Article by Richard Cowan, former NORML National Director and author of CBD: Making Merry For Seniors
In 1966, the late Jesse Unruh, a California Democratic politician famously said that “Money is the mother’s milk of politics.” That may still be true, but the world has changed greatly in the last fifty years.
The Left has long urged that elections should be financed by the government because the rich could “buy elections”, and for a long time that seemed self-evident, but that was before the Internet democratized fundraising, and so much diversity of opinion among the affluent.
It was always obvious that victory didn’t always follow the money, but this year’s Presidential campaign made that very obvious, and painfully so for the well-financed Liberal candidates.
First, Michael Bloomberg embarrassed himself and billionaires everywhere by blowing a billion dollars on his bid for the Democratic nomination, and losing badly to Biden. Then he stepped up to help Biden in Florida, spending a reported $100 million more, and Trump won the Sunshine state.
Then the Democrats outraised the Republicans in the South, and even with very attractive candidates, they lost races everyone seemed to think they would win. (In Georgia both Republican candidates for the Senate, who are absolutely appalling, got more votes than their better-financed Democratic opponents, but they fell short of the fifty percent required to avoid a runoff.)
Although we don’t know the final numbers for the Presidential campaigns, it would appear that both candidates raised approximately $1.5 billion. (One and half times Bloomberg’s) And Trump may have raised a bit more than Biden, but did not spend it as well. However, incumbents generally get more “free” publicity simply because they have the Presidency, so that is difficult to measure.
Behind all of this wasted money was the embarrassing failure of polling. Why did Michael Bloomberg, a very smart, politically experienced former Mayor of New York City, think he could “buy” the nomination?

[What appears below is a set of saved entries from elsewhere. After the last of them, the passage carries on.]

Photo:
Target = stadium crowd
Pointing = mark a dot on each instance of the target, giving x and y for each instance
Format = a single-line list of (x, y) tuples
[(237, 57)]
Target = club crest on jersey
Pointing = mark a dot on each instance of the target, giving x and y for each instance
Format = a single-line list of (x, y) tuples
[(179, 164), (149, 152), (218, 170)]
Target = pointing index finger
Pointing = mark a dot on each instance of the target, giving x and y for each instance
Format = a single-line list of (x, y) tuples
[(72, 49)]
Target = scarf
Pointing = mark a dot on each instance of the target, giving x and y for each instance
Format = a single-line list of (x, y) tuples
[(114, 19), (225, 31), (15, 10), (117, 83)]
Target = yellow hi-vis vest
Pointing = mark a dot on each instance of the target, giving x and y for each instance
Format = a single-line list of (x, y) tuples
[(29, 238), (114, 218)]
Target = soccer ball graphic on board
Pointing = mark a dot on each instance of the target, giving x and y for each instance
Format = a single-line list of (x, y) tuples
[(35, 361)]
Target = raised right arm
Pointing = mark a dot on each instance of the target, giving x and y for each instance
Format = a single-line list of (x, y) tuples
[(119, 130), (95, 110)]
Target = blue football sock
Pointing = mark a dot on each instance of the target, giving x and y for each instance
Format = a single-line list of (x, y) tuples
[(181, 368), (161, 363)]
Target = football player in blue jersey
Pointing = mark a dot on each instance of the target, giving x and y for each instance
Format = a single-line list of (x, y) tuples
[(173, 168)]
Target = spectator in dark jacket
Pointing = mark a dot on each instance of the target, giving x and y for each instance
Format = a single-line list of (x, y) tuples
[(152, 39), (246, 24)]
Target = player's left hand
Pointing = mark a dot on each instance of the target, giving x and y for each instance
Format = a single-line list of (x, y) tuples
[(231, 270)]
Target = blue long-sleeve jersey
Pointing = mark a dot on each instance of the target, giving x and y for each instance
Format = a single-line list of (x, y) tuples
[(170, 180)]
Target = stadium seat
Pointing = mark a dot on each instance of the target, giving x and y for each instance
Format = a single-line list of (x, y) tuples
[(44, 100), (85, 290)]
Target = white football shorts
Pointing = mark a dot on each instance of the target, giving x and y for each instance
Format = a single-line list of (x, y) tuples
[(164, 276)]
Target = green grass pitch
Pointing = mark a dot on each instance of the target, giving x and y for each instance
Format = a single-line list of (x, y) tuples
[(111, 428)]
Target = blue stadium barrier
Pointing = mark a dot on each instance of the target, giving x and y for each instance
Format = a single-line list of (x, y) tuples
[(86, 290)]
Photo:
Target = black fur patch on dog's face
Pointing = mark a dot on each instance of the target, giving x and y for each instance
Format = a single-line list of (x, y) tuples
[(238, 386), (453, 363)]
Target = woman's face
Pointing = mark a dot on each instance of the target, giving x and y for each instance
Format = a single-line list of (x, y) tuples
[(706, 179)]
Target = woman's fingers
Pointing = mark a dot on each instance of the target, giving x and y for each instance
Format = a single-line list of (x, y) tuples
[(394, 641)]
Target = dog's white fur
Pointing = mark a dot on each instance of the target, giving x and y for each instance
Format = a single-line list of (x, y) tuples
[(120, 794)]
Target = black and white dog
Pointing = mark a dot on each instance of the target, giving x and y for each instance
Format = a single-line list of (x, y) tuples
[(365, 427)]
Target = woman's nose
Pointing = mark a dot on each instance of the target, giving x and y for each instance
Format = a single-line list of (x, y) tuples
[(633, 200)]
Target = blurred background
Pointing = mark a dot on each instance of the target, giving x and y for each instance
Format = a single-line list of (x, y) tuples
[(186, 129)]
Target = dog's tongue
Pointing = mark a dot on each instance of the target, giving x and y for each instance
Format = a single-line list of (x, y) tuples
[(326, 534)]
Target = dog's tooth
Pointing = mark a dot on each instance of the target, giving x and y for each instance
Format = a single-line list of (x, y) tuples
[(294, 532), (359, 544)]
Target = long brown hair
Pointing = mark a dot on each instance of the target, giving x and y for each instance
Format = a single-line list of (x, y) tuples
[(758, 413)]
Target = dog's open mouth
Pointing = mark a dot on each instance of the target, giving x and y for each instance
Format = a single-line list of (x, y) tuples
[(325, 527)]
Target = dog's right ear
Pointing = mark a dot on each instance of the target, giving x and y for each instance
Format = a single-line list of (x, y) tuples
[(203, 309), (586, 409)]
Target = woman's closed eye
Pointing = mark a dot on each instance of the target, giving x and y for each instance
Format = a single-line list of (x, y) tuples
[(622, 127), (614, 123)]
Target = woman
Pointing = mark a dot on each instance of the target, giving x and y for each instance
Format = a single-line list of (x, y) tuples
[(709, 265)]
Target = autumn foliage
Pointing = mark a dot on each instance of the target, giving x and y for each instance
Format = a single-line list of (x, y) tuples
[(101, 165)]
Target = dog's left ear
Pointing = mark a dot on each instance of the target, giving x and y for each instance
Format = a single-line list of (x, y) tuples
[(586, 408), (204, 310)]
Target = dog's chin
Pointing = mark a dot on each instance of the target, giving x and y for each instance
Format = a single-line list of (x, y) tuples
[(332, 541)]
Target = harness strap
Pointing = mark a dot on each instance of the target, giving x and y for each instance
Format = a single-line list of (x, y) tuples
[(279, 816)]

How did the Democrats so misjudge the South and other places? How did Trump and his advisers so misjudge the country?
All of these questions are a part of the same problem: We don’t understand how the Internet impacts our politics, other than that it makes it easier to raise money. The country is terribly divided because we see different things in different ways and that process is accelerating. Trumpism has spawned at least two new “news” networks, and there may be even more. The advent of streaming as the dominant technology makes further fracturing of communication and community inevitable.
Over the next four years we have to find ways to reconnect with one another, but it should be clear that while money is absolutely necessary, it is absolutely not enough.